The most arresting piece in the show was a video installation entitled Sombras del un sueño profundo (Shadows of deep sleep, 1984–85), in which Navares projected, onto large curtains, images of four panthers pacing in circles. After shooting this footage with stationary cameras placed inside the animals’ cage in the Madrid Zoo, Navares manipulated it to create startling slow-motion images. The panthers in captivity—a potential, but contained threat—appeared to roam freely around the darkened room of the gallery, seeming to share a virtual space with the parade of art-historical Eves and Venuses. Objects of desire, rather than desiring subjects, the passive female figures contrasted with the panthers and their barely contained aggression. The video projection, which lasted a little over four minutes and was continually repeated, recalled two installations Navares created between 1984 and 1986: La osa polar (The polar she-bear), and El paraîso (Paradise). This show, however, involved a more expansive exhibition design and the works were interconnected, rather than isolated: while each piece was a small, discrete installation, images of women served as a common denominator.

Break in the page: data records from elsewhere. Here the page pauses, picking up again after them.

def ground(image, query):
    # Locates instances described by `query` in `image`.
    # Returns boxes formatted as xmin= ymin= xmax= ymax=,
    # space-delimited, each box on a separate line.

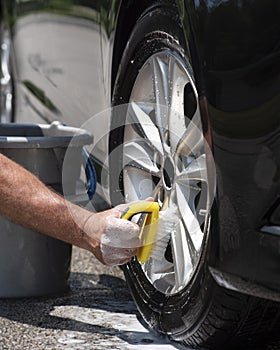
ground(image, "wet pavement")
xmin=0 ymin=248 xmax=186 ymax=350
xmin=0 ymin=248 xmax=280 ymax=350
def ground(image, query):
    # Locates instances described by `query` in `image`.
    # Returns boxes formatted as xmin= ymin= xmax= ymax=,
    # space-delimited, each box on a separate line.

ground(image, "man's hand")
xmin=83 ymin=204 xmax=140 ymax=265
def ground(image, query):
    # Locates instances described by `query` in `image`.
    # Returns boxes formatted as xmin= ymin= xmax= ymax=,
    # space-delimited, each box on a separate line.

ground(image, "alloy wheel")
xmin=123 ymin=50 xmax=214 ymax=294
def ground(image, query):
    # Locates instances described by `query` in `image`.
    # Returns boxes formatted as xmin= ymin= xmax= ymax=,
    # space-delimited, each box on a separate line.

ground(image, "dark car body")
xmin=1 ymin=0 xmax=280 ymax=324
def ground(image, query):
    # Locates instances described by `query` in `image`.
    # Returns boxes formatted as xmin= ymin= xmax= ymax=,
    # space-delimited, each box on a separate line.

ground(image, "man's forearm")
xmin=0 ymin=154 xmax=90 ymax=248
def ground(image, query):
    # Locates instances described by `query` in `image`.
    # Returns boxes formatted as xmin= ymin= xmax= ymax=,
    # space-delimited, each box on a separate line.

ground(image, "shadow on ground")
xmin=0 ymin=273 xmax=184 ymax=349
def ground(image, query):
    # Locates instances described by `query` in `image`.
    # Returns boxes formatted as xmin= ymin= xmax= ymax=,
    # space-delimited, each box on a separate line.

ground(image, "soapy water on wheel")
xmin=62 ymin=103 xmax=216 ymax=252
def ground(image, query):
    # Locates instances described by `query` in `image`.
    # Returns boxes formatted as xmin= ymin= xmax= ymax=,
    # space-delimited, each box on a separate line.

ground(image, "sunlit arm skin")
xmin=0 ymin=154 xmax=139 ymax=265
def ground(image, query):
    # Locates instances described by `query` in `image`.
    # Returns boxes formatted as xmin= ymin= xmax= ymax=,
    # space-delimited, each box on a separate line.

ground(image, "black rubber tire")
xmin=110 ymin=8 xmax=280 ymax=349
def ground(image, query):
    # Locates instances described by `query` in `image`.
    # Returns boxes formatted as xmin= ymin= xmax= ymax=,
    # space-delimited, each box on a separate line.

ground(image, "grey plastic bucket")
xmin=0 ymin=122 xmax=93 ymax=298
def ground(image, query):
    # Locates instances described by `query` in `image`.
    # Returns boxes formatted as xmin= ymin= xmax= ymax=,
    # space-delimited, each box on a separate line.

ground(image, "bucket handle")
xmin=82 ymin=147 xmax=96 ymax=200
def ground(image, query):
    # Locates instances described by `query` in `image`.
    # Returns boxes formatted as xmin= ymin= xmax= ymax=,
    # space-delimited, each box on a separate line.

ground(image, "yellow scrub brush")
xmin=122 ymin=201 xmax=159 ymax=263
xmin=122 ymin=201 xmax=179 ymax=263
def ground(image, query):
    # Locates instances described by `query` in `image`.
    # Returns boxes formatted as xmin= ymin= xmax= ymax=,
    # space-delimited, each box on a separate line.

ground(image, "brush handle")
xmin=121 ymin=201 xmax=159 ymax=263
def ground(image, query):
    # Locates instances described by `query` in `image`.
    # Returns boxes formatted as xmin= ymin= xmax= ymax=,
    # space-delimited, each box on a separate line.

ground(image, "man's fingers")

The four remaining pieces occupied the large, central room of the space: Almacén de silencios (Warehouse of silence, 1994–96), En el umbral del limbo (On the threshold of limbo, 1994–96), Luces de hibernación (Hibernation lights, 1996), and Venus de corazón ardiente (Venus of the burning heart, 1994). Almacén de silencios, was a modular installation involving light, photography, and sound: methacrylate tubes were filled with Cibachromes depicting fragments of female figures. Opposite, En el umbral del limbo contained black reflective panels with photographs of children attached by thin latex tubing, which on closer inspection resembled umbilical cords. Luces de hibernación, which appeared in the center of the room, consisted of large plastic curtains defining a circular enclosure, inside of which hung electric cables and several large capsules containing black and white photographs of women, and fluorescent lights that endowed the piece with a pale aura. The nude woman depicted in the black and white portrait, printed on transparent plastic, in Venus de corazón ardiente, wore a small, colored light at the level of her heart.
Perhaps the most poetic work in the show was The education of Maria de Medicis, 1995, a spinning top laminated with a postcard of Rubens’ painting of the same title, which depicts a trio of embracing Venuses. A magnifying glass attached to the postcard suggests an eye observing the erogenous zones of the three nudes. Disquieting and obsessive, Navares’ work explores sensory perception, vision in particular.
Translated from the Spanish by Vincent Martin.